Iris was absolutely certain he would agree. Who wouldn’t want beautiful, perfect Lydia over the family disappointment? Even she thought her parents were making perfect sense. Lydia was everything a man could want—soft where Iris was hard, gentle where Iris was fierce, beautiful where Iris was merely... adequate.
She waited for his nod of agreement, for the inevitable moment when he would see sense and reject her just like everyone else had.
“Nay.”
The single word cut through the air like a blade. Elijah’s eyes were cold as he looked at her parents.
Iris felt her world tilt sideways.
What?
“But me laird,” Catherine pressed on, clearly as shocked as Iris felt, “surely ye can see that Lydia would be the better choice? She’s everythin’ that would make a good lady for yer clan.”
“Are ye deaf, woman?” Elijah’s voice dropped to a dangerous whisper that made the hair on Iris’ arms stand up. “I said nay.”
Iris felt surprise and confusion twist in her chest, and underneath it all, a treacherous flutter of something that might have been hope. He was dismissing their arguments like they were children babbling nonsense.
Elijah stepped closer to her parents, and even from across the room, Iris could feel the menace radiating from him like heat from a forge. “Let me make somethin’ very clear. I came here for a bride. I’m leavin’ with one. The only question is whether that bride will be willin’ or whether I’ll have to take more... drastic measures to ensure me son has a mother.”
Son?
This was the first Iris had heard about a child. The knowledge hit her hard. She wouldn’t just be marrying this dangerous stranger, she’d be expected to mother his child.
Catherine went pale as death. “Ye wouldnae dare.”
His smile was razor-sharp and twice as cutting. “Ye seem to forget that yer family owes me a considerable debt beyond this marriage contract. Land grants, trade agreements, protection from raiders...” He let the words hang in the air like a sword over their heads. “All of which depend on me continued goodwill.”
Protection?
Iris felt her stomach drop to somewhere around her feet. She’d known about the marriage contract. It was a normal arrangement in the Highlands. But these other agreements? The debts and obligations that apparently bound her family to this man?
“How much do ye owe me clan in grain tribute this year?” Elijah continued conversationally, as if discussing the weather rather than her family’s potential destruction. “And wasnae it me men who helped ye put down that cattle raid last spring? What do ye think happens to yer pretty castle when I withdraw me support and tell the MacLeods that the Douglas lands are... unprotected?”
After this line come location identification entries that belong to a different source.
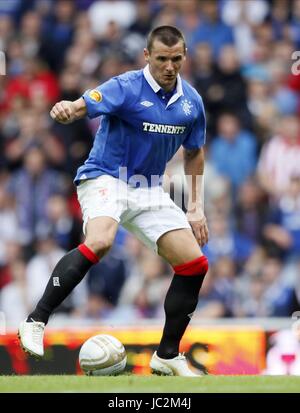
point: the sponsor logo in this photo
(95, 95)
(186, 106)
(168, 129)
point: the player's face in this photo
(165, 62)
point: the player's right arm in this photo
(67, 111)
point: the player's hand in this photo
(63, 112)
(198, 223)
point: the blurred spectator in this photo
(6, 31)
(12, 251)
(265, 293)
(146, 286)
(211, 28)
(31, 186)
(35, 78)
(13, 296)
(295, 23)
(121, 12)
(57, 33)
(251, 210)
(233, 151)
(225, 241)
(8, 222)
(243, 16)
(216, 296)
(283, 227)
(279, 159)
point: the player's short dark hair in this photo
(168, 35)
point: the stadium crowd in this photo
(240, 61)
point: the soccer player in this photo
(146, 116)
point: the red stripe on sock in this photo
(198, 266)
(89, 254)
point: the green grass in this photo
(151, 384)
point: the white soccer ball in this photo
(102, 355)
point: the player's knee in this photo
(99, 245)
(199, 266)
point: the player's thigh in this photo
(100, 234)
(178, 246)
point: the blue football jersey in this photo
(141, 128)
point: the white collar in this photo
(155, 86)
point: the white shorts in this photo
(148, 213)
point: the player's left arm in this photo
(194, 171)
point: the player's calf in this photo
(180, 304)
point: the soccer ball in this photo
(102, 355)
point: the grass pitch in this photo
(149, 384)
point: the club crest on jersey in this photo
(187, 106)
(95, 95)
(147, 103)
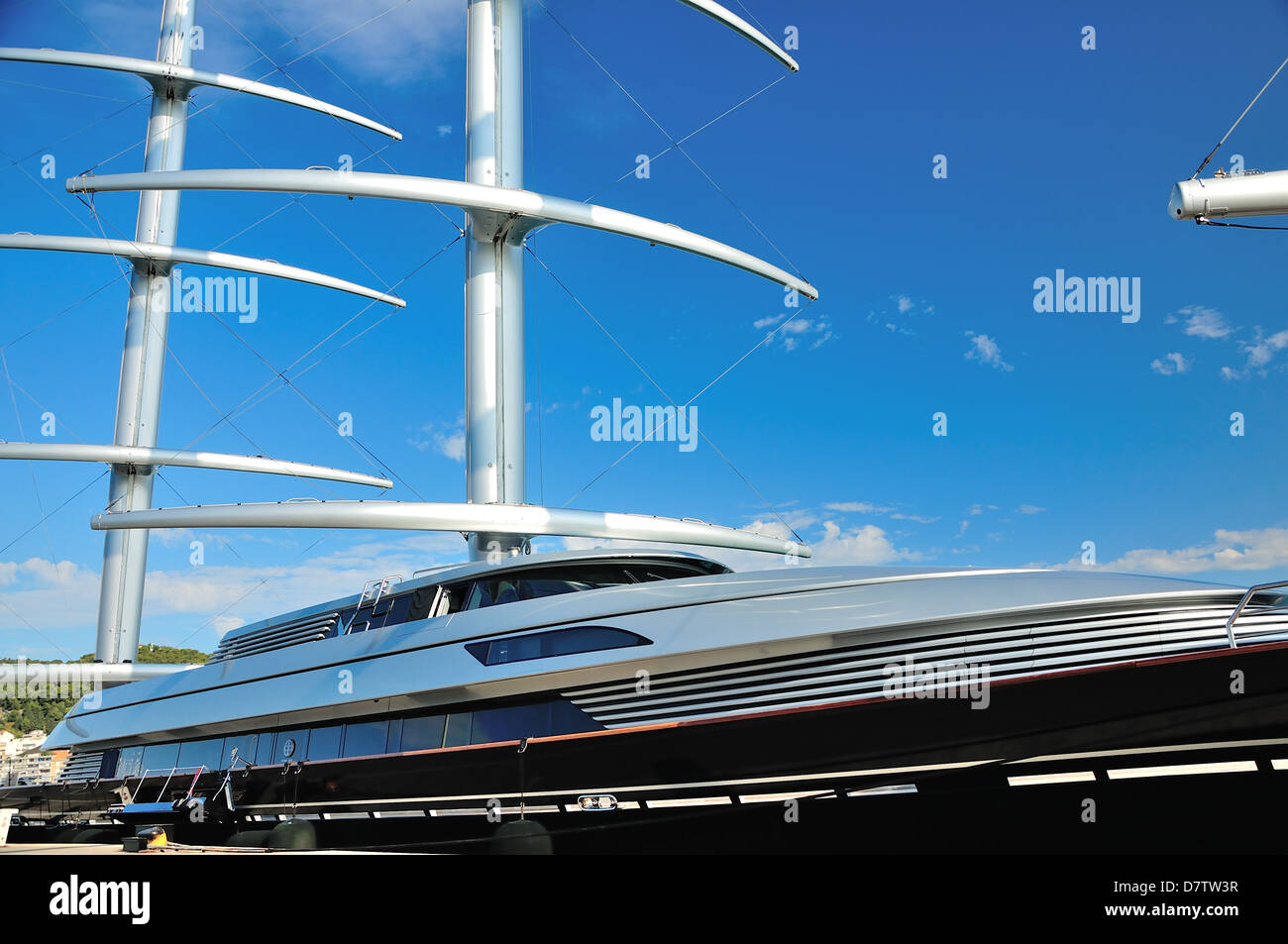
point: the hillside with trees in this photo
(22, 715)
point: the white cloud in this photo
(984, 351)
(403, 46)
(446, 441)
(791, 334)
(1231, 550)
(864, 545)
(198, 604)
(1206, 322)
(866, 507)
(1171, 364)
(1260, 353)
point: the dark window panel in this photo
(365, 738)
(160, 758)
(291, 746)
(459, 725)
(245, 746)
(424, 733)
(201, 754)
(510, 723)
(129, 763)
(567, 717)
(325, 742)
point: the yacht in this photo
(619, 698)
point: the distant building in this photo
(21, 760)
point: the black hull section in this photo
(1225, 706)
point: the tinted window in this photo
(160, 758)
(201, 754)
(510, 724)
(265, 752)
(129, 763)
(458, 729)
(244, 745)
(290, 746)
(567, 717)
(365, 738)
(325, 742)
(537, 646)
(423, 733)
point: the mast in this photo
(493, 268)
(147, 321)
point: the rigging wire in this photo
(649, 377)
(31, 467)
(691, 134)
(670, 138)
(254, 588)
(1206, 222)
(529, 157)
(1212, 154)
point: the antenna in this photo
(133, 455)
(500, 217)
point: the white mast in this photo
(138, 403)
(493, 268)
(500, 214)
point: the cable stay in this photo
(165, 77)
(156, 458)
(524, 520)
(1243, 193)
(507, 211)
(168, 256)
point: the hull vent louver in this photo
(279, 636)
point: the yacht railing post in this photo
(138, 406)
(493, 287)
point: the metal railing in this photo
(1247, 597)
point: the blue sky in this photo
(1061, 428)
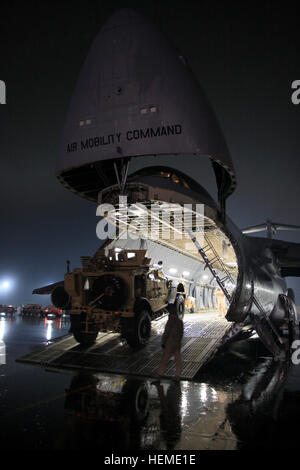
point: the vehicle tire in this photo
(137, 330)
(135, 399)
(77, 329)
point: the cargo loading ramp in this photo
(203, 335)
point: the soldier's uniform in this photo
(171, 342)
(221, 303)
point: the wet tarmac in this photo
(240, 400)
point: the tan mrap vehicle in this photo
(120, 293)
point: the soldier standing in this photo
(221, 303)
(171, 343)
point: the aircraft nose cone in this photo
(135, 96)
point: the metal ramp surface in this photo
(203, 334)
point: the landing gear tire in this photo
(137, 330)
(77, 329)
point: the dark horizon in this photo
(245, 59)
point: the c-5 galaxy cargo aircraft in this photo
(136, 97)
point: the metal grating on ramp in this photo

Edward’s face went from red to gray. “Ye cannae do that.”
“I can do whatever I please,” Elijah said simply, and Iris believed him completely. There was something in his voice, in his bearing, that spoke of absolute power wielded without conscience. “I’m nae some minor Laird ye can manipulate with pretty words and prettier daughters. Cross me, and I’ll crush ye.”
Iris stared at this man who was calmly threatening to destroy her family, and she felt a chill that had nothing to do with the stone walls surrounding them.
This is who they want me to marry.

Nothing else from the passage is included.